Although city staff recommended adopting a number of minor changes to the city's municipal code dealing with landscaping in order to bring the code into compliance with new state law, the city council on Feb. 7 decided to postpone taking any action pending clarification of a number of concerns expressed by council members.
The most prominent concerns of the council were whether the proposed changes would conflict with the Moraga-Orinda Fire District Fire Code, whether sports fields and golf courses would be affected, and whether there would be clear guidance on acceptable plants that would meet the new requirements. Council Member Latika Malkani also had specific questions about climate adaptive plants, and focused on the competing needs of drought conditions and slope stabilization during heavy winter storms. Mayor Inga Miller suggested that perhaps these issues could be examined in a joint meeting with the MOFD, and City Manager David Biggs said that he had reached out to the fire chief to discuss the issues of acceptable plants and mulches.
The new law, the Short-Lived Climate Pollutants Reduction Act (SB 1383), according to the staff report, requires municipalities to adopt a local Water Efficient Landscape Ordinance (WELO) of their own or adopt the State's Model Ordinance to be implemented locally.

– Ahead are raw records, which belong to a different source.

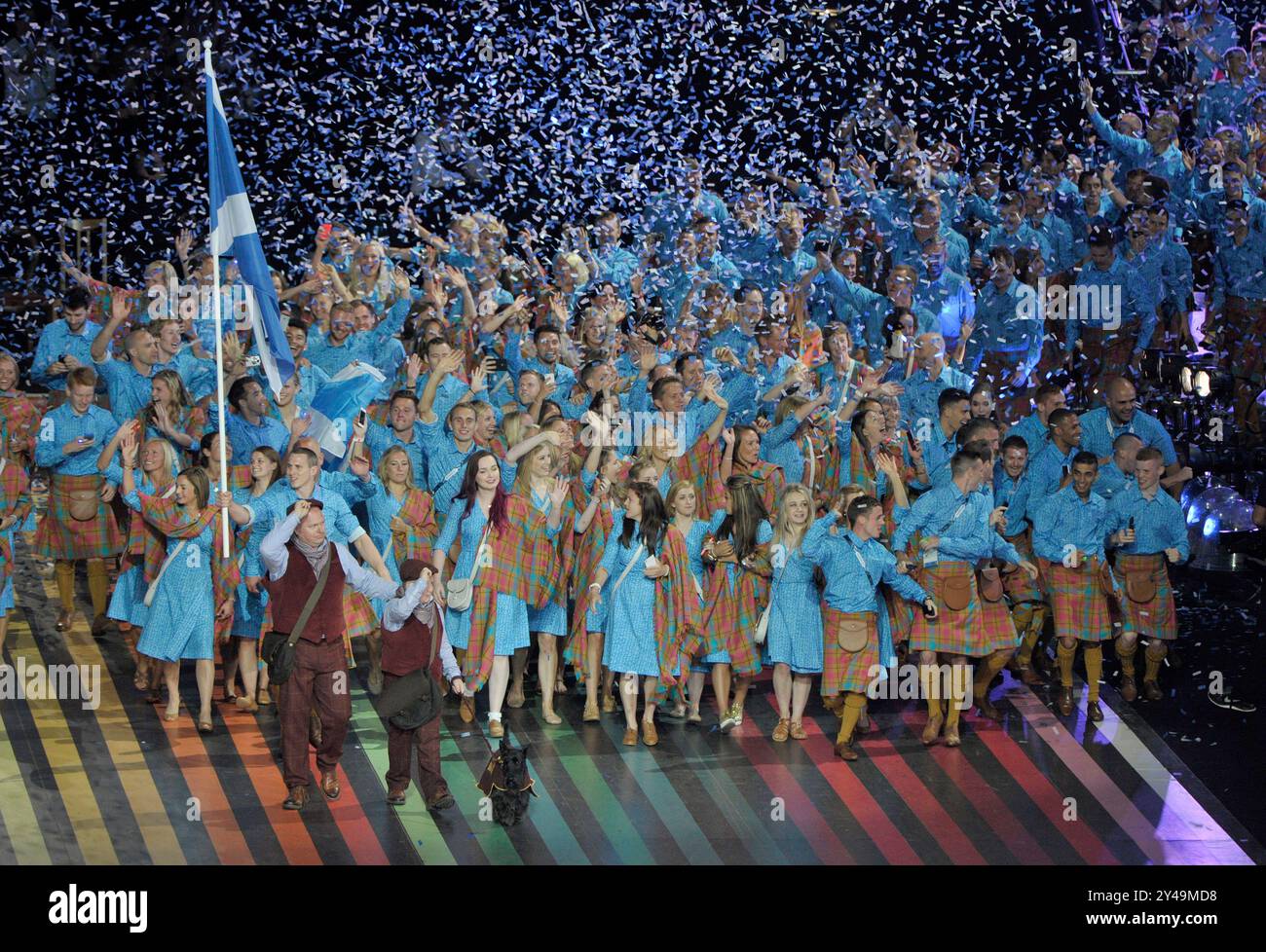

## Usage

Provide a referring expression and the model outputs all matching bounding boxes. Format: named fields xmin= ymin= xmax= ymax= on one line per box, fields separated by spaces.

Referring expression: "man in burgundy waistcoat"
xmin=383 ymin=559 xmax=465 ymax=810
xmin=260 ymin=498 xmax=397 ymax=810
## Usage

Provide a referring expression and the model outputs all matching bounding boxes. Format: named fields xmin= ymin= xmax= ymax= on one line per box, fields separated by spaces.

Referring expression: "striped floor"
xmin=0 ymin=554 xmax=1266 ymax=864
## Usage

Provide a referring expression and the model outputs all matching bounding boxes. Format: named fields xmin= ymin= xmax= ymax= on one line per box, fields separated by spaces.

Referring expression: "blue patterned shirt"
xmin=35 ymin=403 xmax=119 ymax=476
xmin=1108 ymin=483 xmax=1191 ymax=562
xmin=1033 ymin=483 xmax=1108 ymax=564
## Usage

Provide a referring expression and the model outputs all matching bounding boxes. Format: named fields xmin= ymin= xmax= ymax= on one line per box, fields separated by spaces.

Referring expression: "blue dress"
xmin=132 ymin=493 xmax=215 ymax=661
xmin=690 ymin=509 xmax=773 ymax=671
xmin=435 ymin=500 xmax=532 ymax=654
xmin=764 ymin=547 xmax=823 ymax=675
xmin=603 ymin=527 xmax=680 ymax=677
xmin=364 ymin=483 xmax=400 ymax=618
xmin=528 ymin=490 xmax=567 ymax=638
xmin=229 ymin=486 xmax=269 ymax=641
xmin=577 ymin=501 xmax=624 ymax=635
xmin=105 ymin=460 xmax=169 ymax=628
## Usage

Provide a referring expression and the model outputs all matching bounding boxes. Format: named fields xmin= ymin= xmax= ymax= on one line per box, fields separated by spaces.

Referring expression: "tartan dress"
xmin=450 ymin=496 xmax=558 ymax=692
xmin=0 ymin=390 xmax=39 ymax=466
xmin=1115 ymin=552 xmax=1178 ymax=641
xmin=0 ymin=457 xmax=30 ymax=609
xmin=562 ymin=480 xmax=624 ymax=681
xmin=687 ymin=514 xmax=781 ymax=675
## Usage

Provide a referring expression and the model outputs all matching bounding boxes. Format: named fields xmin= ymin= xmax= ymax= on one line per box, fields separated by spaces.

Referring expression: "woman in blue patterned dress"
xmin=514 ymin=442 xmax=567 ymax=724
xmin=764 ymin=483 xmax=823 ymax=743
xmin=433 ymin=450 xmax=566 ymax=737
xmin=589 ymin=483 xmax=680 ymax=747
xmin=223 ymin=446 xmax=282 ymax=714
xmin=123 ymin=458 xmax=242 ymax=734
xmin=667 ymin=480 xmax=709 ymax=724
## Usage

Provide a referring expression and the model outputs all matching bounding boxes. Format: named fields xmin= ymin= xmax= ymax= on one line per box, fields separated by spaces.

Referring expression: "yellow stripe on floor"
xmin=56 ymin=625 xmax=186 ymax=866
xmin=9 ymin=611 xmax=119 ymax=866
xmin=0 ymin=698 xmax=52 ymax=866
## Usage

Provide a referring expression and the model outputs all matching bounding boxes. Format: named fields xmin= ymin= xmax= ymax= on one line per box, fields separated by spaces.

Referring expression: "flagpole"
xmin=203 ymin=39 xmax=229 ymax=559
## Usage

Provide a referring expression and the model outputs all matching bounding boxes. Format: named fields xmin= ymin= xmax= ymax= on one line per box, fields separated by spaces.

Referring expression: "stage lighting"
xmin=1186 ymin=486 xmax=1257 ymax=572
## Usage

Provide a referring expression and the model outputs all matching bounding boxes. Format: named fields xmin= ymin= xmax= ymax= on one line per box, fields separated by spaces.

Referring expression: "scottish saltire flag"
xmin=203 ymin=50 xmax=295 ymax=393
xmin=304 ymin=363 xmax=387 ymax=468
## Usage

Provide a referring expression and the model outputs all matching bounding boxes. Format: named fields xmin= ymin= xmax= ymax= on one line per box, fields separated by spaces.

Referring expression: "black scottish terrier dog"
xmin=476 ymin=737 xmax=537 ymax=826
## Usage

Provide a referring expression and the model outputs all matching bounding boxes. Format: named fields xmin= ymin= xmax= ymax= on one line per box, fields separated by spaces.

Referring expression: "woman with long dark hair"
xmin=692 ymin=476 xmax=773 ymax=733
xmin=433 ymin=450 xmax=567 ymax=737
xmin=589 ymin=483 xmax=697 ymax=747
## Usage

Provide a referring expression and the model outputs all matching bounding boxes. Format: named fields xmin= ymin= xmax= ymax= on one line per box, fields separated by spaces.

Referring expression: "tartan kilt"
xmin=967 ymin=595 xmax=1028 ymax=658
xmin=822 ymin=603 xmax=881 ymax=698
xmin=1114 ymin=552 xmax=1178 ymax=641
xmin=1043 ymin=560 xmax=1113 ymax=641
xmin=343 ymin=585 xmax=379 ymax=638
xmin=1003 ymin=530 xmax=1046 ymax=605
xmin=34 ymin=473 xmax=125 ymax=560
xmin=1222 ymin=296 xmax=1266 ymax=381
xmin=911 ymin=561 xmax=977 ymax=657
xmin=880 ymin=585 xmax=921 ymax=647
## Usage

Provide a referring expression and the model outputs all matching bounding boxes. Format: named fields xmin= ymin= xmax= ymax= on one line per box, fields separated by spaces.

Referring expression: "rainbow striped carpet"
xmin=0 ymin=554 xmax=1266 ymax=864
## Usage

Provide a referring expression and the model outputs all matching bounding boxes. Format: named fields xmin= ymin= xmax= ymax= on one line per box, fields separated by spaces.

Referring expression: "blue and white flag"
xmin=203 ymin=50 xmax=295 ymax=393
xmin=304 ymin=363 xmax=387 ymax=468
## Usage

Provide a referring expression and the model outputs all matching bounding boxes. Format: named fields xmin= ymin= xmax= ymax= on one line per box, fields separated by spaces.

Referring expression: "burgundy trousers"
xmin=383 ymin=671 xmax=448 ymax=803
xmin=278 ymin=638 xmax=352 ymax=790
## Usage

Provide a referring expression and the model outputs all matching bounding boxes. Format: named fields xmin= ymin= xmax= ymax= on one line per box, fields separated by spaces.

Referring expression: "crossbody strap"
xmin=612 ymin=542 xmax=646 ymax=599
xmin=469 ymin=524 xmax=493 ymax=589
xmin=286 ymin=554 xmax=338 ymax=648
xmin=146 ymin=539 xmax=189 ymax=607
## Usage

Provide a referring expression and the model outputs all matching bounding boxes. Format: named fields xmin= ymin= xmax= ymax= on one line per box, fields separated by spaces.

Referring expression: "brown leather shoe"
xmin=1060 ymin=687 xmax=1072 ymax=716
xmin=320 ymin=772 xmax=343 ymax=800
xmin=920 ymin=714 xmax=946 ymax=747
xmin=1121 ymin=675 xmax=1138 ymax=701
xmin=1013 ymin=665 xmax=1046 ymax=687
xmin=976 ymin=694 xmax=1003 ymax=721
xmin=457 ymin=695 xmax=475 ymax=724
xmin=836 ymin=741 xmax=858 ymax=761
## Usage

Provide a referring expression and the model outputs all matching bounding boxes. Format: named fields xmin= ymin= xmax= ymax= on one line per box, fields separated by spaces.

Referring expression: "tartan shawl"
xmin=654 ymin=524 xmax=703 ymax=698
xmin=0 ymin=393 xmax=39 ymax=460
xmin=0 ymin=459 xmax=30 ymax=587
xmin=461 ymin=495 xmax=560 ymax=692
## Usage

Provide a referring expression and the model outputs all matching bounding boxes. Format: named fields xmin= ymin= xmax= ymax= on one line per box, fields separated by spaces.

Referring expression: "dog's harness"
xmin=475 ymin=751 xmax=540 ymax=796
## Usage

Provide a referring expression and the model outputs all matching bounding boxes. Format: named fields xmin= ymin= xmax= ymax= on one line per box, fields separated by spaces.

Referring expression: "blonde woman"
xmin=514 ymin=442 xmax=577 ymax=724
xmin=667 ymin=480 xmax=709 ymax=724
xmin=764 ymin=483 xmax=823 ymax=743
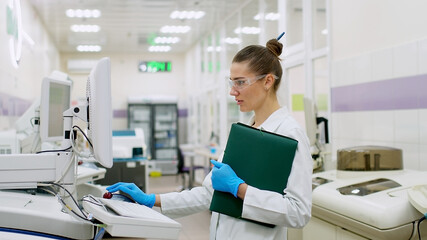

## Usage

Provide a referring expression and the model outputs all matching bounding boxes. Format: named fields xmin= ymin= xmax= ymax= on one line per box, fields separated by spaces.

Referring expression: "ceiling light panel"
xmin=70 ymin=25 xmax=101 ymax=32
xmin=76 ymin=45 xmax=102 ymax=52
xmin=154 ymin=37 xmax=180 ymax=44
xmin=65 ymin=9 xmax=101 ymax=18
xmin=148 ymin=46 xmax=172 ymax=52
xmin=169 ymin=11 xmax=206 ymax=19
xmin=160 ymin=25 xmax=191 ymax=33
xmin=234 ymin=27 xmax=261 ymax=34
xmin=225 ymin=37 xmax=242 ymax=44
xmin=254 ymin=12 xmax=280 ymax=21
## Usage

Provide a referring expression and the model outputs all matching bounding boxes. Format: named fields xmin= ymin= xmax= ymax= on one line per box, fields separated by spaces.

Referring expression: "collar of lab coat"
xmin=249 ymin=107 xmax=289 ymax=132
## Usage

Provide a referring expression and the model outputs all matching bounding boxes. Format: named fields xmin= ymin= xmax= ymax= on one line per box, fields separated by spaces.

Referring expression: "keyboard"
xmin=83 ymin=197 xmax=181 ymax=239
xmin=99 ymin=198 xmax=167 ymax=221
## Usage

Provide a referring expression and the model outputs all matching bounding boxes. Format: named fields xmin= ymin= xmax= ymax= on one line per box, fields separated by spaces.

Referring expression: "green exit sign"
xmin=138 ymin=61 xmax=172 ymax=72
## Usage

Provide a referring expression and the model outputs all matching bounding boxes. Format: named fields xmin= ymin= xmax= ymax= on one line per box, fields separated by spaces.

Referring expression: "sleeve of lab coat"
xmin=242 ymin=129 xmax=313 ymax=228
xmin=160 ymin=154 xmax=223 ymax=218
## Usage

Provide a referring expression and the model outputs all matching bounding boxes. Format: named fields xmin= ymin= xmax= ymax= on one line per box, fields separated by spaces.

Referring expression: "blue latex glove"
xmin=107 ymin=182 xmax=156 ymax=208
xmin=211 ymin=160 xmax=245 ymax=197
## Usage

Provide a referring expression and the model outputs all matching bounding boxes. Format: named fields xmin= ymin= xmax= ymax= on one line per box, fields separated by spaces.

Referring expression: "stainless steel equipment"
xmin=337 ymin=146 xmax=403 ymax=171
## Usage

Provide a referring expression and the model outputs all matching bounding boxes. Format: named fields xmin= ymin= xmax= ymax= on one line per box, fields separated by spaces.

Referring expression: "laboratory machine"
xmin=0 ymin=58 xmax=181 ymax=239
xmin=291 ymin=146 xmax=427 ymax=240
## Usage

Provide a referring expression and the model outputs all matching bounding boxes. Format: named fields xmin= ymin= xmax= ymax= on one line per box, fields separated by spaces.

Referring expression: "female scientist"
xmin=107 ymin=36 xmax=313 ymax=240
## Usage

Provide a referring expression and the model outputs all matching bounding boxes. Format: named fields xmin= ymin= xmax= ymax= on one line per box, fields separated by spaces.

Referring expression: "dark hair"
xmin=233 ymin=39 xmax=283 ymax=91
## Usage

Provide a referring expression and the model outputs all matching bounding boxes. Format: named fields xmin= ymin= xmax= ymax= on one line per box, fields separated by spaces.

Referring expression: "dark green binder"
xmin=210 ymin=123 xmax=298 ymax=227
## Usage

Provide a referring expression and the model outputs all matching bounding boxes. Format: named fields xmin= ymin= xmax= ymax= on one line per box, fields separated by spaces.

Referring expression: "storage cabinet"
xmin=128 ymin=103 xmax=179 ymax=174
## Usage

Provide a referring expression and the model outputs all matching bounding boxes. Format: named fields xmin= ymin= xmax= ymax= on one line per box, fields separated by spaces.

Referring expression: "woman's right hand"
xmin=107 ymin=182 xmax=156 ymax=208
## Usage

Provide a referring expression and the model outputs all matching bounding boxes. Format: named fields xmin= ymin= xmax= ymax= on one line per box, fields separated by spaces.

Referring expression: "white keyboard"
xmin=99 ymin=198 xmax=167 ymax=220
xmin=83 ymin=198 xmax=181 ymax=239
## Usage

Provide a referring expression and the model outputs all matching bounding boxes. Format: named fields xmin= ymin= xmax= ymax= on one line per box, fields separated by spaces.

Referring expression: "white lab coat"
xmin=160 ymin=107 xmax=313 ymax=240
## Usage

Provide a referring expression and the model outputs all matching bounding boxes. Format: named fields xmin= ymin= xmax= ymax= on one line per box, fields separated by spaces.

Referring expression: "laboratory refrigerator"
xmin=128 ymin=103 xmax=179 ymax=174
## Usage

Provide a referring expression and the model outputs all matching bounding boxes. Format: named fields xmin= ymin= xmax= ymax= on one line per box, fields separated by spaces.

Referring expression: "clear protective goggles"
xmin=227 ymin=74 xmax=278 ymax=91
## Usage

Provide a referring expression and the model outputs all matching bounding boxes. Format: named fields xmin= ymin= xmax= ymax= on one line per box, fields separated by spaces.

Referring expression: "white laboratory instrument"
xmin=83 ymin=198 xmax=181 ymax=239
xmin=0 ymin=129 xmax=20 ymax=155
xmin=304 ymin=98 xmax=329 ymax=171
xmin=312 ymin=170 xmax=427 ymax=240
xmin=113 ymin=128 xmax=147 ymax=159
xmin=0 ymin=58 xmax=181 ymax=239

Staff suggested a number of minor changes that need to be made to Chapter 17.17 Landscaping of the Municipal Code that would bring the code into compliance with the new state requirements for water efficient landscaping. The Planning Commission, after holding a Public Hearing, also recommended the proposed amendments to the city council.
According to the staff report, the WELO requirements would apply to a number of projects, including new construction projects with a landscape area greater than 500 square feet and rehabilitated landscape projects with a landscape area greater than 2,500 square feet that requires a building permit, landscape permit, plan check, or design review. In addition, the requirements would apply to some extent to existing landscapes installed prior to December 2015, that are greater than 1 acre in size, to new cemeteries and existing cemeteries with water meters.
Although Richard Smeaton, a consulting planner who was presenting the staff report because Planning Director Drummond Buckley was ill, said that there was a "carve out for sports fields and golf courses," the council was concerned about whether or not the requirements would apply to city parks and to golf courses.
Another area of concern is a requirement for residential areas that requires climate adapted plants that require occasional, little or no summer water to be installed for 75% of the plant area excluding edibles and areas using recycled water. Vice Mayor Darlene Gee wondered whether a state law requirement regarding the application of mulch would conflict with local fire code requirements.
Upon receiving advice from city attorney Osa Wolff about how best to proceed, the council decided to take no action at the time, but to renotice the item when it is ready to come back to the council, perhaps in April.